Try RaceTagger on your next MotoGP weekend
Free credits to start, no credit card required (1 credit = 1 photo). Tag a practice or qualifying session, match it to your start-list, and see how it handles lean angles and spray.
Try it free →Questions photographers ask
How does RaceTagger keep MotoGP, Moto2 and Moto3 photos separated?
By workflow, not by guessing the class from the bike. You prepare one start-list CSV per class and process each session's photos against the matching class list. RaceTagger detects the race numbers it can read and matches them to the riders on that list, so each batch stays cleanly tied to one class. There's no separate per-sport model — it's the generic number-detection-plus-CSV-match working on one class at a time.
What should I expect in rain races where spray obscures the numbers?
Clean, dry numbers read well. Heavy spray is genuinely hard — and rather than guess, RaceTagger flags the low-confidence frames for you to review. Plan for more manual review in wet sessions than in dry ones. The win is that you only review the frames the AI wasn't sure about, not the whole set.
Can I deliver one class at a time instead of waiting for all three?
Yes, and it's the recommended approach.
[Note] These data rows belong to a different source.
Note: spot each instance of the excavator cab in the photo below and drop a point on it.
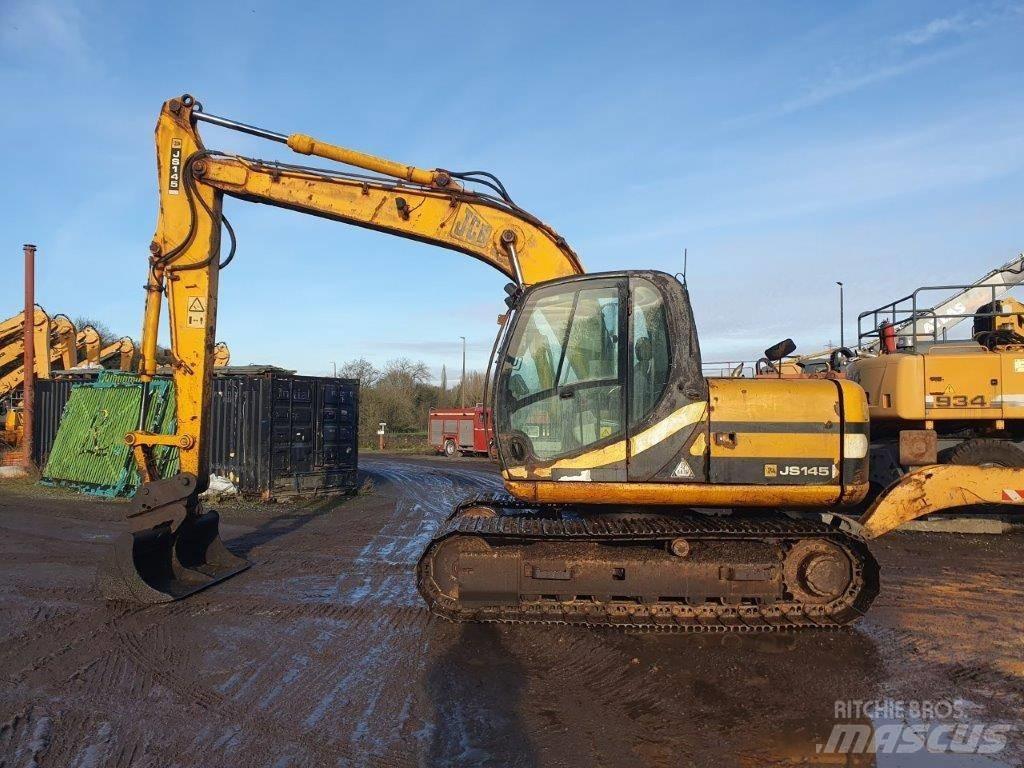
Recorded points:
(589, 365)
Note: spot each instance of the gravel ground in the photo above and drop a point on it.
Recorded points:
(322, 653)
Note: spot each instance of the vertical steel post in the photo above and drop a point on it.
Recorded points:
(29, 398)
(842, 337)
(462, 383)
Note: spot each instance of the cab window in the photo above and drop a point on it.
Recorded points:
(561, 378)
(649, 350)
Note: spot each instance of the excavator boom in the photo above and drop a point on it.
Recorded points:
(174, 548)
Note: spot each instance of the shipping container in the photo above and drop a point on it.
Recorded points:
(467, 431)
(278, 434)
(271, 432)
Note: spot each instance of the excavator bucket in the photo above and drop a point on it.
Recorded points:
(172, 549)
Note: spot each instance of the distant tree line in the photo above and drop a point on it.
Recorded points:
(401, 394)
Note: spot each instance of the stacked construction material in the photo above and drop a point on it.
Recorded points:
(271, 433)
(89, 453)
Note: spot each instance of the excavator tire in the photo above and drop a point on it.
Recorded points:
(986, 452)
(673, 570)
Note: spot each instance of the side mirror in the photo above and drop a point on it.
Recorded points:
(778, 351)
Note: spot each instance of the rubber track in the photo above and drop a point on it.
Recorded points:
(519, 522)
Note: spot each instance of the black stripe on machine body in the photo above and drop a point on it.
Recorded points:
(788, 427)
(773, 471)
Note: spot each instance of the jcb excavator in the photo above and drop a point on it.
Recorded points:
(608, 435)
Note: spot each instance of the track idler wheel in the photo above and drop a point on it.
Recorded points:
(172, 550)
(817, 571)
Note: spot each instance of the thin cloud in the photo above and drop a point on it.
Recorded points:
(957, 24)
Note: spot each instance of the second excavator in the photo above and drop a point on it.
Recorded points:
(609, 437)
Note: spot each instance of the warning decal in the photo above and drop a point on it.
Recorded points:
(197, 311)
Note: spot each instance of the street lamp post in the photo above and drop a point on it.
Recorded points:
(842, 338)
(462, 382)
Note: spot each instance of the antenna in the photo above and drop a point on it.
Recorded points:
(682, 274)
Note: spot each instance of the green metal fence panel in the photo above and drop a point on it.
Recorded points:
(89, 453)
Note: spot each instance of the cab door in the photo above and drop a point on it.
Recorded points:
(667, 393)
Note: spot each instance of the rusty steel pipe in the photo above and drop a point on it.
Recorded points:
(29, 397)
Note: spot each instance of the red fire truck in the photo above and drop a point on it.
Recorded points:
(466, 431)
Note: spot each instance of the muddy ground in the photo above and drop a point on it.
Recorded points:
(322, 653)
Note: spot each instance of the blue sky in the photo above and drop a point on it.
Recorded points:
(786, 145)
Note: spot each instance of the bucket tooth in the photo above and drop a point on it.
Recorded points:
(172, 550)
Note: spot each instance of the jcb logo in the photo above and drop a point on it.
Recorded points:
(472, 228)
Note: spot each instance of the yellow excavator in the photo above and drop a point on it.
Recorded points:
(608, 435)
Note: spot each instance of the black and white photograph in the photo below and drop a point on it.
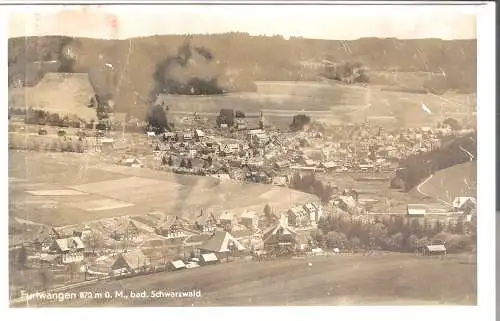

Tag each session against its class start-list as it finishes, review the flagged frames, and export that class gallery. You don't have to wait for the full weekend to package a delivery.
How does extreme lean angle affect detection?
At extreme lean the number rotates away from the camera and can compress or partially disappear. When enough of the number is visible, RaceTagger reads it and matches it to your list. When the read is uncertain, it flags the frame for your review instead of writing a guess. Corner entry and exit frames are generally cleaner to read than the apex.
Do I need a separate plan for each class?
No. One account covers all three classes — RaceTagger runs on credits, where 1 credit analyzes 1 photo, whatever the class. You process each class against its own start-list and export per class. There's no per-class subscription.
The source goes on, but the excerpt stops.